W minionym roku program lekowy w pierwszej linii leczenia poszerzył się m.in. o terapię dedykowaną pacjentom z agresywną, szybko postępującą postacią SM, a także terapię doustną, w formie tabletek przyjmowanych raz na dobę, dla pacjentów z rzutowo-remisyjną formą SM. – Im wcześniej włączymy lek o wysokiej skuteczności, tym większa szansa na odsunięcie w czasie postępu niepełnosprawności. Co warto podkreślić, nowoczesne leki, oprócz spowalniania rozwoju choroby, charakteryzują się również bardziej komfortową dla pacjentów drogą podawania. To przekłada się na zdecydowanie wyższą jakość życia osób chorych na stwardnienie rozsiane oraz mniejszą liczbę działań niepożądanych, którymi są uciążliwe efekty uboczne terapii – dodaje Tomasz Połeć.

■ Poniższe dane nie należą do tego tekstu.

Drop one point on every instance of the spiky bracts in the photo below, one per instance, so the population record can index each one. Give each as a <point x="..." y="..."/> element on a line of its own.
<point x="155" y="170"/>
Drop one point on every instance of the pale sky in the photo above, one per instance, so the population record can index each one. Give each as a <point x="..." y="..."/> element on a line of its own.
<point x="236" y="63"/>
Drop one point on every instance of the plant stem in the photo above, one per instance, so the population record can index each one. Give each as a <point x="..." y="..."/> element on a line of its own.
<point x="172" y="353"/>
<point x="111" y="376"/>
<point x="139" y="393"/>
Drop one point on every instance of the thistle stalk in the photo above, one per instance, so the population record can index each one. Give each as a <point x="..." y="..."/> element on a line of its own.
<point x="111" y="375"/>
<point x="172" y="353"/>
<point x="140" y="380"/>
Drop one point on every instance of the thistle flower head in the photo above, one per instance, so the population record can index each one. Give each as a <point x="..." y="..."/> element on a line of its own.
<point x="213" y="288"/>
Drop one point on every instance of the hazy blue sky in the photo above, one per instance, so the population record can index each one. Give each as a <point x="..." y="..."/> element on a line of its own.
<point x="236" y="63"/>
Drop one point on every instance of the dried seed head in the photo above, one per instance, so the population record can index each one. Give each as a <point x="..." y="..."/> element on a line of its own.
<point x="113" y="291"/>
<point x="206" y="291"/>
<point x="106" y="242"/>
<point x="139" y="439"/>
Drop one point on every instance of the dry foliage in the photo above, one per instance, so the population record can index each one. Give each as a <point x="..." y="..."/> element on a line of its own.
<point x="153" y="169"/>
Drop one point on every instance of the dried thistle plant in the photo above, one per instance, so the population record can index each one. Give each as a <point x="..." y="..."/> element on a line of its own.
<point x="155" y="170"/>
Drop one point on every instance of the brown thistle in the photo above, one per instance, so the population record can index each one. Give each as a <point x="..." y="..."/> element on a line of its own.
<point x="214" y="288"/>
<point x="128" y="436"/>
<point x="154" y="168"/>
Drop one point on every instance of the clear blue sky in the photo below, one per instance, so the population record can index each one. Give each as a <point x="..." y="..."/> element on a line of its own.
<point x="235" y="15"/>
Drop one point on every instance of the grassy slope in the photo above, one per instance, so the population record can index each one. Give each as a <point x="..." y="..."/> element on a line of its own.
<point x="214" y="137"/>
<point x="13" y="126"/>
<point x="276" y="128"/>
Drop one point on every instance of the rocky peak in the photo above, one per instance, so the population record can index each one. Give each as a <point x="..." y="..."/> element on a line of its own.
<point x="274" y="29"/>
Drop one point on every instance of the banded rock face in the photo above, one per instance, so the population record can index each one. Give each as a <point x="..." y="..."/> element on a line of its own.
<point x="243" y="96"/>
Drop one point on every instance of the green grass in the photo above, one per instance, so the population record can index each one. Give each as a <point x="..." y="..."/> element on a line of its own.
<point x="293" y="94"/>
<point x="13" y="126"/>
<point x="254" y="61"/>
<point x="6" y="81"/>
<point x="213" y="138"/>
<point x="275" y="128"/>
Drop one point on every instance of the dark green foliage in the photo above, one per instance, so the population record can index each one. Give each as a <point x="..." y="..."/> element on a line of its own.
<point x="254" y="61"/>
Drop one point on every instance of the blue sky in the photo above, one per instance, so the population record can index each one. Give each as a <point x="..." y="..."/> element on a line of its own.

Relacja pacjent – lekarz, dlaczego jest tak ważna?
Kiedy 11 lat temu u Krzysztofa rozpoznano stwardnienie rozsiane, o chorobie wiedział niewiele. Nie przeszkodziło mu to jednak w snuciu najczarniejszych scenariuszy. Z pomocą przyszedł lekarz, który pomógł zrozumieć, czym jest choroba, z którą przyszło mu się zmierzyć oraz przedstawił możliwości jej leczenia.
– W całym tym swoim chorowaniu, miałem sporo szczęścia. To, jak się dzisiaj czuję, w dużej mierze zawdzięczam personelowi szpitala, w którym jestem leczony. Przede wszystkim rozmawiano ze mną o chorobie, o jej przebiegu i o konsekwencjach, ale co ważniejsze, zawsze informowano mnie o tym, jakie leki się pojawiły. Pytano mnie, czy chcę spróbować nowej metody. Mam jednak świadomość, że wielu ludzi mogło doświadczyć czegoś zupełnie odwrotnego – zapewnia Krzysztof.
Wciąż wiele do zrobienia
Stwardnienie rozsiane to choroba wielowymiarowa – dlatego stawia przed pacjentami, specjalistami i systemem opieki zdrowotnej wiele wyzwań.
– W obszarze stwardnienia rozsianego jest jeszcze wiele do zrobienia. Najlepszym rozwiązaniem byłaby opieka dostosowana do potrzeb pacjenta, która zapewni nie tylko pomoc medyczną, rehabilitacyjną, psychologiczną, ale także społeczną. O tym mówimy już od 10 lat. Dziś powoli zaczynamy zmierzać w tym kierunku. W Światowym Dniu Chorego, chciałbym życzyć wszystkim osobom zmagającym się z chorobą dużo wytrwałości i siły, ale także pogody ducha mimo wielu przeciwności – mówi Tomasz Połeć.
Czego jeszcze w Dniu Chorego życzyć pacjentom?
– Co powiedziałbym osobie, która dowiedziała się, że jest chora na SM? Musisz walczyć. I nie zmieni się wiele, choć czasem masz wrażenie, że już nic nie będzie takie samo. Będzie dobrze – Krzysztof.